Putusan tersebut telah menghidupkan kembali perdebatan mengenai masa jabatan Presiden Joko Widodo, di mana beberapa tokoh politik senior secara terbuka mendukung gagasan agar ia tetap bertahan setelah masa jabatan keduanya, yang berakhir tahun depan, sementara yang lain memperingatkan bahwa hal itu akan membatalkan reformasi demokrasi yang telah diperjuangkan dengan susah payah selama dua dekade.
Konstitusi Indonesia membatasi masa jabatan presiden sebanyak dua kali dan Mahkamah Konstitusi menjelaskan dalam keputusan kasus lain pada hari Selasa bahwa tidak boleh ada perpanjangan lebih dari itu.
“Jika wacana itu muncul kembali, itu akan menciptakan lebih banyak ketidakpastian seputar pemilu,” kata Arya Fernandes, seorang analis di Pusat Kajian Strategis dan Internasional (CSIS) Indonesia. Ia menambahkan hal itu juga akan menciptakan iklim investasi yang tidak stabil.
Jokowi sendiri sebelumnya pernah mengatakan bahwa ia menolak gagasan perpanjangan masa jabatannya.
Jaleswari Pramodhawardani, seorang pejabat senior di kantor kepala staf Jokowi, pada hari Jumat menyerukan ketenangan dan mengatakan pemerintah "masih berkomitmen" untuk mengadakan pemilihan umum pada Februari tahun depan.
Berbagai survei menunjukkan sebagian besar masyarakat Indonesia menentang perpanjangan masa jabatan Jokowi.

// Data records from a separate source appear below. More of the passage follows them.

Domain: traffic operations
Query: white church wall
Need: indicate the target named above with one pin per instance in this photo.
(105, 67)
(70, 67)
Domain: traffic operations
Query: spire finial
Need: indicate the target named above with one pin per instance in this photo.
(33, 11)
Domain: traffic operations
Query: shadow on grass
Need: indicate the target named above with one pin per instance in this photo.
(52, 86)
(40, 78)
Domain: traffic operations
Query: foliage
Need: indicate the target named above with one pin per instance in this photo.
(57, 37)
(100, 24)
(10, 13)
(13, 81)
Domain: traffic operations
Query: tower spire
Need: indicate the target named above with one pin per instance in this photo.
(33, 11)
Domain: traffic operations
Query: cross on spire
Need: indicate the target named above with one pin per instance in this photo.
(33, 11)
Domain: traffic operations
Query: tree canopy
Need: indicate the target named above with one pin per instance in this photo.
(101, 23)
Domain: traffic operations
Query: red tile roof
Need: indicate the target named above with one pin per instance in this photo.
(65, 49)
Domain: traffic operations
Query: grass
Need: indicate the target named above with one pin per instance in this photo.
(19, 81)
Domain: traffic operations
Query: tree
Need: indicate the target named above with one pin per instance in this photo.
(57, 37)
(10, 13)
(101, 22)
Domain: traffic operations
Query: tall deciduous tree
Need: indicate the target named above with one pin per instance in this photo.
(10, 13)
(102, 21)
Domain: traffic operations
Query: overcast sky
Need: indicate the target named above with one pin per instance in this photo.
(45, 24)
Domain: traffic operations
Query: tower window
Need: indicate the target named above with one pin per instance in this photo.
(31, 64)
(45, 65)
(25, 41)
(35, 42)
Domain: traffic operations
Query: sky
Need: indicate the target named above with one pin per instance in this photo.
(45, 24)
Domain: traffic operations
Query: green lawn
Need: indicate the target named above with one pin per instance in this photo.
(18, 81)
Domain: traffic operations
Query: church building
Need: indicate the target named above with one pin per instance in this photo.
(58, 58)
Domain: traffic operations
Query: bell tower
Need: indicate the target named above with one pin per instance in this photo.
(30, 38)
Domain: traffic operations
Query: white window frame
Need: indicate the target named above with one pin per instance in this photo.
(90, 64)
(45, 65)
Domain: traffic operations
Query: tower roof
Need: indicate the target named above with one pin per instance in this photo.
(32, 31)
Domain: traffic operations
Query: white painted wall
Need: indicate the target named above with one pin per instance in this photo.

Partai yang berkuasa, partainya Jokowi dan Menteri Koordinator Politik, Hukum, dan Keamanan Mahfud MD menentang keputusan hari Kamis itu, dengan mengatakan bahwa pengadilan negeri tidak memiliki wewenang untuk memutuskan masalah pemilu, menggemakan kekhawatiran dari para ahli hukum.
Said Iqbal, Ketua Partai Buruh, mengatakan para buruh akan memprotes keputusan tersebut karena bertentangan dengan keputusan Mahkamah Konstitusi bahwa masa jabatan presiden tidak dapat diperpanjang melampaui batas yang ada. [ab/lt]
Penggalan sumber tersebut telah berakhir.